Ahmed Elgammal is the director of the Art and Artificial Intelligence Lab at Rutgers University who works on GAN (the type of neural networks behind most of computer-generated art). I was glad to see that he believes AI-created art should be looked at as an artistic craft. He told Christie’s:

“Yes, if you look just at the form, and ignore the things that art is about, then the algorithm is just generating visual forms and following aesthetic principles extracted from existing art. But if you consider the whole process, then what you have is something more like conceptual art than traditional painting. There is a human in the loop, asking questions, and the machine is giving answers. That whole thing is the art, not just the picture that comes out at the end. You could say that at this point it is a collaboration between two artists — one human, one a machine. And that leads me to think about the future in which AI will become a new medium for art.”

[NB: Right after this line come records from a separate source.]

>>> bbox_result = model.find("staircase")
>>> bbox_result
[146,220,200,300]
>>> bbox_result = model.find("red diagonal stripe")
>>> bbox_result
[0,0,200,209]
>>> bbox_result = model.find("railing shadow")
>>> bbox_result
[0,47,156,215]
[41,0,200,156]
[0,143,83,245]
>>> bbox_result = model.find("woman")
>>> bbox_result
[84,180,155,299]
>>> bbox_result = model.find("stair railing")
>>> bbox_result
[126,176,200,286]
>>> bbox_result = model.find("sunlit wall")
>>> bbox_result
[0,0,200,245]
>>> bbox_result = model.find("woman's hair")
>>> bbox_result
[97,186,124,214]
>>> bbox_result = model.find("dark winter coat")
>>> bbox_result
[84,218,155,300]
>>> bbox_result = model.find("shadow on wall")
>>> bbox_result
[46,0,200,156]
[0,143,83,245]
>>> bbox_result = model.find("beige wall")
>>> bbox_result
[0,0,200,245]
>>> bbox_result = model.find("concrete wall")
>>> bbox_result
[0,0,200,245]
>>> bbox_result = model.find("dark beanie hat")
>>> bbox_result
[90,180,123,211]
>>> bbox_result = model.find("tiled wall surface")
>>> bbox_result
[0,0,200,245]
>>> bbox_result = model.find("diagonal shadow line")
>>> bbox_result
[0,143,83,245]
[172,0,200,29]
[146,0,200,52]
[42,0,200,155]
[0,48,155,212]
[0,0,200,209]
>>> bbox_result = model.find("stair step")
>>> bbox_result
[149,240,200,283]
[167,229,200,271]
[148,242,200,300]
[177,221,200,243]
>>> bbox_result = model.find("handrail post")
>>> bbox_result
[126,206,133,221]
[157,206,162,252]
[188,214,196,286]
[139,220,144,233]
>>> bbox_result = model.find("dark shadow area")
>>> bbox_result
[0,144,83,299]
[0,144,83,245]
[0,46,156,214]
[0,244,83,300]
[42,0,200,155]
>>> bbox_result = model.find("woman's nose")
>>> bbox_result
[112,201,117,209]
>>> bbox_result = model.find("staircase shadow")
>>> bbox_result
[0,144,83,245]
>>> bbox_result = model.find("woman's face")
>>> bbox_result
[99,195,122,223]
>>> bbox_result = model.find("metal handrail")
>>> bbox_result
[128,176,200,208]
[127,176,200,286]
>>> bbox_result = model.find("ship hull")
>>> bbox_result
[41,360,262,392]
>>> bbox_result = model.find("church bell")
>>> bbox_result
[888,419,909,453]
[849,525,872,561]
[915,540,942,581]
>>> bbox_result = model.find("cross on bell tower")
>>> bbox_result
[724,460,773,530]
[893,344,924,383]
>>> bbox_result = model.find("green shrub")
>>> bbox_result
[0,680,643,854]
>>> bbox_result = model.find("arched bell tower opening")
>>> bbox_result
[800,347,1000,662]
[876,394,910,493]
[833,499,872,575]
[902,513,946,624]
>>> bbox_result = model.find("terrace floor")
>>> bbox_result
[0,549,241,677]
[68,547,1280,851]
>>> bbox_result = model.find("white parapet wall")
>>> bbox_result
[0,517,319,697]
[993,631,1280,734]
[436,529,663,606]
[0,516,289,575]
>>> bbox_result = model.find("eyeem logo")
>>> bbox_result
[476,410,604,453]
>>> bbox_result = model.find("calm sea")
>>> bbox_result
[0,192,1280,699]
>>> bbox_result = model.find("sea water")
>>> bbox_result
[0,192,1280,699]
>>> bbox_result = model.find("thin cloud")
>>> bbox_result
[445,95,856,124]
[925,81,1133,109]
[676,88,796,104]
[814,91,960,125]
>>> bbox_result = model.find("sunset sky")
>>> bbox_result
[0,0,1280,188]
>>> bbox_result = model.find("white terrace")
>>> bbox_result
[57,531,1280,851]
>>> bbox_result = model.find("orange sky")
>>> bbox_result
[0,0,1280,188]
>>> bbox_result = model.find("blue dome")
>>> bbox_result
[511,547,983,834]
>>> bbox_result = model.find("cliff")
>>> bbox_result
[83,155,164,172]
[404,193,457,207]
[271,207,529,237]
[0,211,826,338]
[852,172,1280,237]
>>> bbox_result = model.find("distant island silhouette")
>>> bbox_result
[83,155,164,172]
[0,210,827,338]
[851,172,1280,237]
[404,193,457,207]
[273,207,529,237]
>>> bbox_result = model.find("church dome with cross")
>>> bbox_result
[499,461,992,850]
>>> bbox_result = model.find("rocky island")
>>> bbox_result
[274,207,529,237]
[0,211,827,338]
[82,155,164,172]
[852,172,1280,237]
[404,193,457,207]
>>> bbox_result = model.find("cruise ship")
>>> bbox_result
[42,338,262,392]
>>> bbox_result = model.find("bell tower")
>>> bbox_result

So, there you have it — a significant chunk of the $432,500 value of the “Edmond Belamy portrait” art piece comes from the story of the team of researchers who fine-tuned the algorithm parameters over weeks to generate the Balamy piece we see framed at Christie's today. The researchers are the artists here. The GAN is just a new brush, giving birth to new artists. But, all said and done, the artists have to be human.

Art is something that cannot be commoditized. The day any art form becomes replicable by computers, that art stops being real art for us. It’s true with other types of machine intelligence endeavors as well. The day machines started beating humans at Chess; Chess stopped being a hard problem — it became a solved, trivial problem.

Art, by definition, cannot be scalable. The marginal cost of generating each piece cannot be close to zero. Otherwise, you and I would not value it more than the Picasso reprints sold on art.com.

And maybe, after all, Picasso wasn’t wrong when he said, “Computers are useless. They can only give answers.”